APIs, in essence, can represent the rise of the machines. Except, fortunately, humans still have control over their construction, management, and security (at least for now).

Fundamentally, in “API speak” (so to speak), the consumer generally sends queries or requests to the producer, through unified interfaces consisting of various standards, schemas, and specifications.
For example, the National Weather Service (the producer) contains daily weather data. The weather app on your phone (the consumer) calls, or more specifically, queries, this system via the WeatherKit REST API, and then renders the data through the weather app user interface. While this is a simple example of a popular app used by millions of users, it is noteworthy that machine-to-machine communication represents the lion’s share of traffic for modern digital experiences, and it’s powered by APIs.

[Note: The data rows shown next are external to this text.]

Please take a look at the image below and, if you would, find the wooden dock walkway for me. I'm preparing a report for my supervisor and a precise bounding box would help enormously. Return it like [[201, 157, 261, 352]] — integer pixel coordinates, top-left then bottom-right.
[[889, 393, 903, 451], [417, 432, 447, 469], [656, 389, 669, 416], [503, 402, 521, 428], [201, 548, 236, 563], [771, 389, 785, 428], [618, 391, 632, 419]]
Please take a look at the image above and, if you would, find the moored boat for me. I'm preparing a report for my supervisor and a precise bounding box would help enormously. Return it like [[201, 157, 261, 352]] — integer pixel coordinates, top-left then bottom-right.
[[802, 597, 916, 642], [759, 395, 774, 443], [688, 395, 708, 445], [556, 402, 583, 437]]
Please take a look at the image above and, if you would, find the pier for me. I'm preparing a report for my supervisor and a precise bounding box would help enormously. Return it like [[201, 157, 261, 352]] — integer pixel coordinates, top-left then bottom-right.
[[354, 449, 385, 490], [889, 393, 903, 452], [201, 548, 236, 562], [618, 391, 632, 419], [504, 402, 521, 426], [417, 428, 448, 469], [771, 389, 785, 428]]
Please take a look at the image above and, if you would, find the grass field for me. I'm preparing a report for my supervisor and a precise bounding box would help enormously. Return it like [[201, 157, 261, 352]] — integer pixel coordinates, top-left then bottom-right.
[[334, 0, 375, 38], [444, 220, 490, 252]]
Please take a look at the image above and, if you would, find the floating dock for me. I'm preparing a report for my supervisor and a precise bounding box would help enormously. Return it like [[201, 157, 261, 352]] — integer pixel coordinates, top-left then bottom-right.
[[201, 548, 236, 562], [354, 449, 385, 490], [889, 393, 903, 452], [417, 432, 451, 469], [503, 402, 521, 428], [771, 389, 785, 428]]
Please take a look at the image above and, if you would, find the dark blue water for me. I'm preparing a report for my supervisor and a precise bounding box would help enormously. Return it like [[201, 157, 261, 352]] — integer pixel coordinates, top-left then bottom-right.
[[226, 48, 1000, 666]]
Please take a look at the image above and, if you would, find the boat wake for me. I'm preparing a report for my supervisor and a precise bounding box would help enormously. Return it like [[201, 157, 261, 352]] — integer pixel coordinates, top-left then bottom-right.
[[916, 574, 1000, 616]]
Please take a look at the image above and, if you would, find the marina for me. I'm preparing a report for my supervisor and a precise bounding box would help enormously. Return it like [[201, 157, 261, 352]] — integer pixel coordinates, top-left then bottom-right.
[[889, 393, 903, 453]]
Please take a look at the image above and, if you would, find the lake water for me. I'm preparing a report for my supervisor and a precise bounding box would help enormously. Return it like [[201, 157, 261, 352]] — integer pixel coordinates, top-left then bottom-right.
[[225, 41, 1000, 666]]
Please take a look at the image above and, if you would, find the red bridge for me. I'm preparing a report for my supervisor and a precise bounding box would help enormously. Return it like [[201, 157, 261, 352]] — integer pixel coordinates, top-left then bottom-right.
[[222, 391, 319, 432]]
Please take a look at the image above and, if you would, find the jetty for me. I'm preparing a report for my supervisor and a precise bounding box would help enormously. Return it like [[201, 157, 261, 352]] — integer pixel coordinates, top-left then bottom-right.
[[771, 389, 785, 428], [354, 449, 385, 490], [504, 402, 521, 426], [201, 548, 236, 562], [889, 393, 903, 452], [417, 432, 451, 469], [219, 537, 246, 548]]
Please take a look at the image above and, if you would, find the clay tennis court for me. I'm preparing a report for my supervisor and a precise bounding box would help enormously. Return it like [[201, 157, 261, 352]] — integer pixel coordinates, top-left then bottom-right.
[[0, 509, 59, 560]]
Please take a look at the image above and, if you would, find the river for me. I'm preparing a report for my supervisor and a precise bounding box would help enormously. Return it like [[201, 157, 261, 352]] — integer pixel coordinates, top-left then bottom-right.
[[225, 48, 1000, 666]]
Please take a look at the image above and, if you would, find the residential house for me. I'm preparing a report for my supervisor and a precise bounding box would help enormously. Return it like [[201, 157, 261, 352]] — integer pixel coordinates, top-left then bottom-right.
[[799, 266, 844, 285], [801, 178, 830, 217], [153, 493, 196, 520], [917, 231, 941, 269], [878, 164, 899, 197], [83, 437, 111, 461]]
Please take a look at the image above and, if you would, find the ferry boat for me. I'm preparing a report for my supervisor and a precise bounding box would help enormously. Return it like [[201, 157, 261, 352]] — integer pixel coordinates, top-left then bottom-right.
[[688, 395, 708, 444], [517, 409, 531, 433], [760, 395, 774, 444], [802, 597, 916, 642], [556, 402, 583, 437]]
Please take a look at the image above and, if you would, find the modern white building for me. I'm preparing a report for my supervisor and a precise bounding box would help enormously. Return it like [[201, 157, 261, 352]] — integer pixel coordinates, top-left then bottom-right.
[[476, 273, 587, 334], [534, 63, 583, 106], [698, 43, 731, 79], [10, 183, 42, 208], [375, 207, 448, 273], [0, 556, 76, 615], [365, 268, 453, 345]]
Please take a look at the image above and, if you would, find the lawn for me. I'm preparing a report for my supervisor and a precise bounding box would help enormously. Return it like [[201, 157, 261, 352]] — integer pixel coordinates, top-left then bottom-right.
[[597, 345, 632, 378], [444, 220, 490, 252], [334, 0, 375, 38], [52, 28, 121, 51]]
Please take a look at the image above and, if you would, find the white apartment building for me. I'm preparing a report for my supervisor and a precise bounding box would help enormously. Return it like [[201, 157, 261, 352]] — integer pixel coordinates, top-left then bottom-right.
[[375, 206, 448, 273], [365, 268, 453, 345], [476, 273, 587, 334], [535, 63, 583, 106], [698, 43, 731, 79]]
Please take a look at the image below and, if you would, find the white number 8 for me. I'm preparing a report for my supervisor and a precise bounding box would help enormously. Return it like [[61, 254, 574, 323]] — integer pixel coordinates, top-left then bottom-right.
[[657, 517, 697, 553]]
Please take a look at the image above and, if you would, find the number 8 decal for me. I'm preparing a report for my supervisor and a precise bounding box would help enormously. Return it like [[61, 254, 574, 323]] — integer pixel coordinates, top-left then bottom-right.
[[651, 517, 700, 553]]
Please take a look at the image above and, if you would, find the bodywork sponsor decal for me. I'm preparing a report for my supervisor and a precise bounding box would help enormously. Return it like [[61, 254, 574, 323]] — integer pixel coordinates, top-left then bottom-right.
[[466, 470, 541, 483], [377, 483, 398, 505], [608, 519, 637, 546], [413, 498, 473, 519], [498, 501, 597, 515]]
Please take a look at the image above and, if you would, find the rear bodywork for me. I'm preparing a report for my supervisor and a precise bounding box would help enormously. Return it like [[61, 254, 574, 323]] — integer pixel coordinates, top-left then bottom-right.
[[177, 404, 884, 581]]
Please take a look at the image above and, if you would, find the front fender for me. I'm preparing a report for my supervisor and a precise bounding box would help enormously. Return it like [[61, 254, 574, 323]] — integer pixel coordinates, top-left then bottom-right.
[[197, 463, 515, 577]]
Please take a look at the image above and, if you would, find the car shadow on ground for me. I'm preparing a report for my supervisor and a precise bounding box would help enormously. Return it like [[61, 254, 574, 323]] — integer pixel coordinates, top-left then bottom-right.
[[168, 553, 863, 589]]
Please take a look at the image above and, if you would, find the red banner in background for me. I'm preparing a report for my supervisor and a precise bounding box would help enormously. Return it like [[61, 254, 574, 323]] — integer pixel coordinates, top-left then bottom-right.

There are a number of technology benefits that translate to business value afforded by APIs:
| Technology Benefit | Business Value |
|---|---|
| Abstract the underlying implementation of a web app. | Organizations can quickly deploy mobile apps and microservices-based architectures. |
| Specify types so developers can implement API consumers through tooling. | Leaders can optimize development processes to facilitate improved time to market. |
| Define semantics/behavior to model consistent and predictable information exchange. | Partners can develop and monetize third-party integrations. |
When it comes to the implementation of APIs, there are a number of considerations. Specifically, with respect to modeling, versioning, and contract testing, which help to decouple dependencies and ensure interoperability during design, construction, and maintenance.
| Consideration | Description | Benefit |
|---|---|---|
| Modeling | The semantics or behavior to represent and structure the exchange of information. | Streamlined management of distributed architectures. |
| Versioning | Governance strategies for release and maintenance throughout the API lifecycle. | Maximal usability and backward compatibility. |
| Contract Testing | Defined interaction and expected responses between the consumer and producer. | Deterministic interactions with third-party business integrations. |
There is no right or wrong way to build, manage, and secure an API. In fact, when APIs started to proliferate, it became necessary to standardize on the shape and structure of APIs in order to consume them at scale. Enter the OpenAPI Initiative and resulting OpenAPI Specification (OAS). Swagger was the original reference implementation of the OpenAPI Specification, and most tooling has now converged on using OpenAPI, which still maintains its swagger (HA!)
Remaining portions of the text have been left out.